By using optogenetics, it is possible to circumvent these drawbacks by allowing genetic labeling and activity control of specific subsets of neurons. Indeed, optogenetics has been used in several studies to halt, as well as elicit seizures (Cela and Sjöström, 2019). Recently, we developed an optogenetic variant of classical electrical kindling (optokindling) based on repeated laser-light stimulation of pyramidal cells (PCs) in motor cortex (M1) (Cela et al., 2019). Our optokindling model mimicked classical electrical kindling in several ways: increased seizure severity and increased seizure duration over stimulating sessions, decreased seizure threshold and long-term retention of seizure susceptibility (Cela et al., 2019). Since we fluorescently tagged opsin-expressing PCs, we could identify the neurons that were directly stimulated. Furthermore, astrogliosis and gross neuronal damage were undetectable in our model, because the fiberoptic patch cable used for laser-light delivery did not penetrate the brain but was implanted above it.
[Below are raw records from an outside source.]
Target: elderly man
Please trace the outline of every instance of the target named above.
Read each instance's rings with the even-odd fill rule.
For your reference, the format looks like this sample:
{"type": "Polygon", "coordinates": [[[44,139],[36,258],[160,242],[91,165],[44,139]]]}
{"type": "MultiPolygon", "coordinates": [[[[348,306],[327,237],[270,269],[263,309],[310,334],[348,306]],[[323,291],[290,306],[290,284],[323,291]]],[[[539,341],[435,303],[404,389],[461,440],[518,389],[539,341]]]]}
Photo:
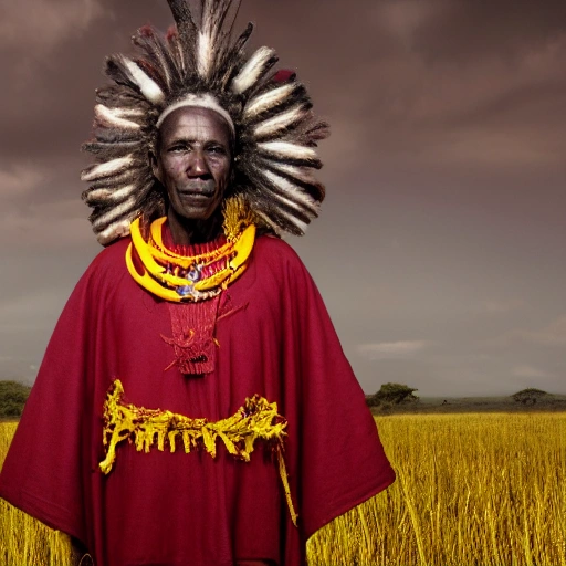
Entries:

Our optokindling protocol resulted in 9 out of 12 animals developing seizures within 13 sessions of stimulation (Cela et al., 2019).
Here, we describe in detail and in simple terms the necessary steps to carry out optokindling in initially healthy wild-type mice. The present optokindling protocol can easily be adapted for use with other cells types.
Survival Surgery
Virus Handling and Storage
The below steps outline how to obtain, prepare, and use the virus for opsin delivery.
Note 1: Plasmids for custom viral constructs can be ordered from Addgene. The choice of promoter will determine efficiency and timecourse of expression, as well as the cell specificity.
Note 2: Adeno-associated virus (AAV) vectors can be ordered from university virus cores (e.g., Pennsylvania or North Carolina). Several different serotypes of virus have been used to express ChR2, from AAV2 to AAV9. In our study, we decided to use AAV5 after trying AAV2 and AAV8 with mixed success. The choice of virus serotype is not always straightforward, as outcome may depend on many factors, such as cell type, tissue, species, animal age, etc. In particular, different serotypes preferentially infect different tissue, a concept known as tropism (Naso et al., 2017). Viral injection can also result in an immune response, such that subsequent injections with the same serotype may be considerably less efficacious; this problem can be alleviated by switching serotype (Mendoza et al., 2017). Previous discussion of genetic targeting techniques for opsins should guide decision making with regard to serotype (Sjulson et al., 2016; Cela and Sjöström, 2019). Ultimately, the choice of serotype is, however, largely a matter of trial and error.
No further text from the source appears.